As my path is bound to the land, I continually work to pay attention to the seasons. In Druidry and other polytheistic paths, we tune into the cycles. Tradition emphasizes agricultural shifts, but they are always linked to whatever song the bioregion is singing at the time.
In elementary school, teachers taught us about the four seasons. I don’t doubt that my parents taught me first, but I distinctly remember dividing a circle into four equal parts and filling it with different colored balls of scrunched up tissue paper in a primary classroom. Yellow flowers, green leaves, orange leaves, and white snow. As I grew up and embraced a polytheistic view, everything become more complex. In a good way!
Many of us modern Pagans subscribe to some form of the Wheel of the Year. I’m not here to untangle that cultural knot, but there’s no denying many of us celebrate roughly eight holidays. Some may practice more or less depending on cultural focus. Then there is the emphasis some place on the lunar cycle.
This time of year, where I live, it is still winter. While others around the globe post photos of flowers or spring floods, we have a foot or two of snow on the ground. In my opinion, February is the hardest month. Many of us in Upstate New York are at our limit of tolerance for the white stuff. Even while I strive to find the silver lining and embrace the Winter Crone’s lessons, her teaching is arduous and painful at times. February brings more daylight. The sun melts the snow, but the temperatures drop below zero at night. Each morning, there’s a new layer of ice. The photo above is my driveway. It’s a sheet of hazardous winter glass hungry for broken bones. To get to my car, I’ve started wearing a pair of ice fishing cleats.

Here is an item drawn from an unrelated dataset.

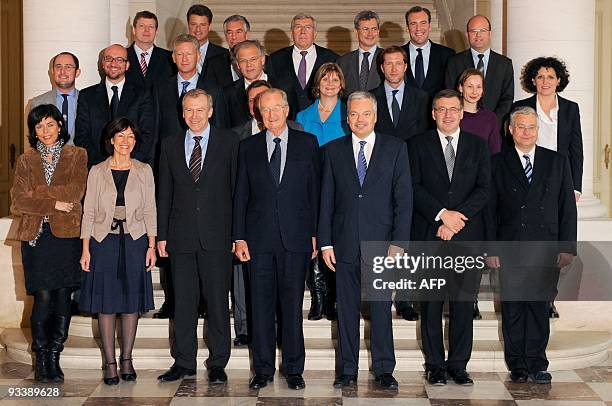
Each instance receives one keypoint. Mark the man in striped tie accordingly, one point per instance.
(532, 201)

Our winter is more nuanced than a picturesque Christmas card. December, January, February, and March each have their own defining characteristics. The Winter Crone performs a different spell for each and alters her teachings. Paying attention to the subtle changes can enrich our daily practice. As we develop a ritual of mindful observation each month or lunar cycle, we should start to notice patterns – seasons within seasons. These will fuel our traditional practices and perhaps inspire new customs.